5 Seiten, erschienen in frühe Kindheit 1-13

Rund zwei Millionen Familien leben in Deutschland mit Kindern und Jugendlichen zusammen, bei denen eine chronische Krankheit, gar Behinderung bzw. Mehrfachbehinderung vorliegt. Alles konzentriert und fokussiert sich in solchen Familien auf die Patienten selbst. Verbunden mit chronischer Krankheit und Behinderung sind in der Regel wiederkehrende – oft sehr intensive – Untersuchungen sowie Erwartungen von Ärzten, Therapeuten und mit der Förderung dieser Patienten beauftragte Fachpersonen, Therapie- und Förderkonzepte in die Tat umzusetzen.
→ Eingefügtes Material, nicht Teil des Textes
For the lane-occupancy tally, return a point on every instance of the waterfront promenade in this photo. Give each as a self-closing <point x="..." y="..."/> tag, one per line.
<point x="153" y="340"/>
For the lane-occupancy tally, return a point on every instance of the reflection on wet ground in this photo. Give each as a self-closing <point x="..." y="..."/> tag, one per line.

Unser Gesundheitssystem ist mehr oder minder weiterhin phänomenologisch darauf ausgerichtet, Einzelsymptome günstig zu beein?ussen. Die vielfach eingeforderte „ganzheitliche Sicht“ zum Patienten gerät immer mehr ins Abseits. Auf diesen für die Familien mühevollen Wegstrecken mit ihren chroisch kranken Kindern erwächst die Gefahr, dass Familienmitglieder zunehmend traumatisiert werden. Dies betrifft besonders die direkten Bezugspersonen: Eltern und Geschwister.